More pay for Tadika school teachers?
The Southern Border Provinces Administration Centre (SBPAC) is to propose the cabinet more pay teachers of the Tadika Islamic schools and more subsidies for the mosques in the deep South.
The proposal was already approved on February 3 by the Strategic Committee for the Development of Southern Border Provinces and subsequently by a screening committee of the cabinet.
Under the proposal, the Tadika schools are divided into two groups: those with less than 60 students which number altogether 409 and those with more than 60 students which number 1,629. As for the first group, there will be four teachers each of whom will receive 3,000 baht a month. The mosques where the Tadika schools are located will each get 2,000 baht in management fees. The total subsidy amounts to 14,000 baht a month.
For the second group of Tadika schools, there will be six teachers each of whom will receive 3,000 baht a month. On top of that, each mosque will receive 2,000 baht in management fee on monthly basis.
Tadika schools are normally located in mosques or masjids. They provide full-day or half-day educational programmes for children.

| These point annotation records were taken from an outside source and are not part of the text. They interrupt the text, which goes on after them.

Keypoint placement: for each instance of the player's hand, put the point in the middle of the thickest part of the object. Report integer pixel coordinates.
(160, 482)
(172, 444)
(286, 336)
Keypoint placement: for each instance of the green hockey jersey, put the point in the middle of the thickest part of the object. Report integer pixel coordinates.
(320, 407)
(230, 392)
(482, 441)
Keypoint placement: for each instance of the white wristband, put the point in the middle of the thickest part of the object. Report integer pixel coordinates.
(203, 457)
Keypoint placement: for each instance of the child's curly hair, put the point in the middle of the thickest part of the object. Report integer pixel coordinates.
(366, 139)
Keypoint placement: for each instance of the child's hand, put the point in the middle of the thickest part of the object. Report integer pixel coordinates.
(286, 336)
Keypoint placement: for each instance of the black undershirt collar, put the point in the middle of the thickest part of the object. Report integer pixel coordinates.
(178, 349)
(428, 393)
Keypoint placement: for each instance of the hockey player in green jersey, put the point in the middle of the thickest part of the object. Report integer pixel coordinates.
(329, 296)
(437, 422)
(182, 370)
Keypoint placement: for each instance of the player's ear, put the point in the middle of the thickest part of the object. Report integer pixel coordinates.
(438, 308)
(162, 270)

Under the existing set up, Tadika schools are divided into three groups: those with no more than 80 students which number 566; the second group with 81-120 students which number 553 and the third group with more than 120 students which number 919.
The current pay for teachers and subsidy for mosques are as follows: 2,000 baht per month for two teachers and 1,000 baht management fee for the mosques for the first group of Tadika schools; 2,000 baht a month for three teachers and 1,000 baht management fee for the mosques for the second group of schools; and for the third group of schools, there are four teachers each of whom receive 2,000 baht monthly pay plus 1,000 baht management fee for the masjids.
There are altogether 2,038 Tadika schools in the five southern border provinces with more than 210,000 students and 6,467 teachers. Pay for the teachers and the mosques which has been subsidised by the state was considered to be unrealistically low.
Classes are held on the weekends averaging 5-6 hours a day and the subjects taught are mainly about Islam, Arabic and Malayu languages. There are two levels of the study: the elementary level which takes three years and another two years for the secondary level.
SBPAC secretary-general Pol Col Thawee Sodsong said that the increased pay for the Tadika teachers and subsidy for the mosques would cost the state coffers an addition of 15 million baht from 23 million baht to 38 million baht per month.
But since the anticipated extra expenditure was not allocated within this year’s budget, the SBPAC will have to ask for funding from the Central Fund.
The police colonel believes that the increased pay was worth the spending as religion and education would help in the efforts to bring about peace in the restive region.